Du Mez is unflinchingly critical, but does that mean American Christianity is irredeemable? Is there a path forward towards a faith that emphasizes mercy, justice, and inclusion? Or will the legacy of John Wayne forever hold sway over the American church?
Since Du Mez’s book was first published in 2016 a lot has happened. The Presidency of Donald Trump fueled many to go down even more radical and destructive roads in both religion and politics. One crazy intersection where these vertices met was in the QAnon Cult, in which Democrat Politicians and Hollywood’s Liberal A-List Celebrities were sexually abusing, if not eating, small children and only Trump had a master plan to stop it. This baseless conspiracy nonsense found surprising traction among certain segments of the American population, including a significant and vocal segment of professed Christians. A fact that speaks volumes about how misguided thinking breeds even more misguided thinking.

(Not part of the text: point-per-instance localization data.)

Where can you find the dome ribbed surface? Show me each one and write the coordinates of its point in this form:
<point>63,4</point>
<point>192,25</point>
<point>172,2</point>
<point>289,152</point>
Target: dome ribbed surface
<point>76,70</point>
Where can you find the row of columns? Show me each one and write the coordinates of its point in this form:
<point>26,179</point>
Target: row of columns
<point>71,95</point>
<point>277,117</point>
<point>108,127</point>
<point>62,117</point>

Du Mez writes, “For evangelicals, domestic and foreign policy are two sides of the same coin. Christian nationalism—the belief that America is God’s chosen nation and must be defended as such—serves as a powerful predictor of intolerance toward immigrants, racial minorities, and non-Christians. It is linked to opposition to gay rights and gun control, to support for harsher punishments for criminals, to justifications for the use of excessive force against black Americans in law enforcement situations, and to traditionalist gender ideology. White evangelicals have pieced together this patchwork of issues, and a nostalgic commitment to rugged, aggressive, militant white masculinity serves as the thread binding them together into a coherent whole. A father’s rule in the home is inextricably linked to heroic leadership on the national stage, and the fate of the nation hinges on both.”
The question remains, can we untangle this thread? Can we return to a faith that is rooted in love, compassion, and understanding? Or are we forever bound by the legacy of John Wayne, a legacy that has distorted our understanding of Christianity and its teachings?
As we grapple with these questions, we must remember that the faith we choose to follow is not just about us. It is about our communities, our nation, and our world. It is about the kind of people we want to be and the kind of world we want to leave behind. So, choose wisely, and remember, Jesus was no John Wayne. He was something far greater.